Sunday, December 31, 2017

Ski tour at -8 degrees

Guatemalan friends - NCS alumni - were visiting and wanted to ski despite the chill in the air. So, we headed out the back pasture of the farm on to the Olympic Trails ... after an hour we finished at the cabin with hot chocolate and schnapps. Mount Van Hoevenberg is in the background, with the bob run just out of view.

Lucy named to the World Junior Team

Friday, December 29, 2017

Just finished an easy run on Old Mountain Road ... it has warmed up to -13 degrees

Walking the dog

Skiing 1k laps in our pasture at -9 degrees with our dog Stash. I was wearing an expedition parka I got at the big yearly EMS sale in 1972. As I recall, my college buddies and I slept out on Commonwealth Avenue in Boston, so we could get the pick of the litter in the store. This coat has kept me toasty on West Rib of Denali, so despite the windchill, all was good yesterday.

Wednesday, December 27, 2017

Pitchoff Left (NEI 3)

Burr, burr, burr ... -5 degrees but thankfully no wind. After Gary's lead, we did multiple laps. He likes his new cassin tools, but he may need to carry a third tool to chip them out when he has embedded them too deeply! (He had to down climb and borrow one of my tools.)

Annapurna III

A beautiful line; a beautiful short video, but an attempt that despite helicoptering (?) to basecamp did not get too far. 






Tuesday, December 26, 2017

Monday, December 25, 2017

BLAST FROM THE PAST ... 1989ish

Showing little Jon my biathlon rifle, in our house on Spruce Hill in Keene.

Merry Christmas

This year we have a Charlie Brown tree from our farm. Lucy seems to have gotten over the flu, tonight it's going to be brutally cold, and tomorrow we head down to Granby Connecticut to see Jon, Amanda, and Amelie.

Sunday, December 24, 2017

Our dogs enjoying the holidays

When bad and unexpected things happen in the mountains ...
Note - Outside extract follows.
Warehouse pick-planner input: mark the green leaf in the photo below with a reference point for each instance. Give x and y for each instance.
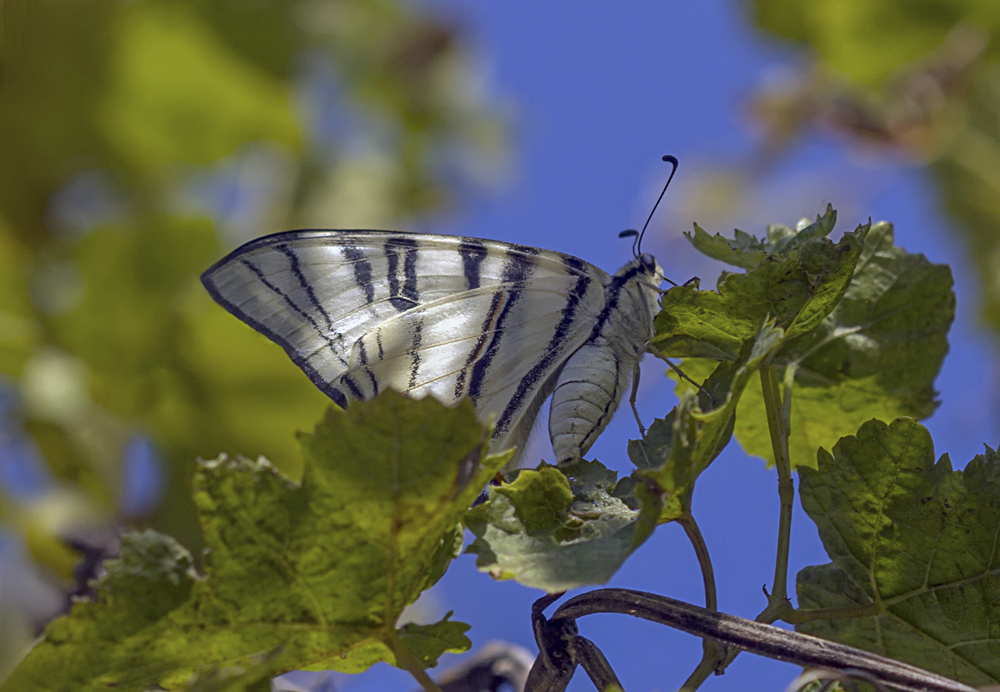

I am always willing to take a look at what alpinists and ski mountaineers put in their repair or first aid kit. Here are the latest suggestions that I read about. 







Saturday, December 23, 2017

All Of The 50k Olympic Nordic Trails Are Open

I skied for just over an hour on wet, slow snow. Nevertheless great to get out on the Ladies Five. Still scratchy on the holler sections.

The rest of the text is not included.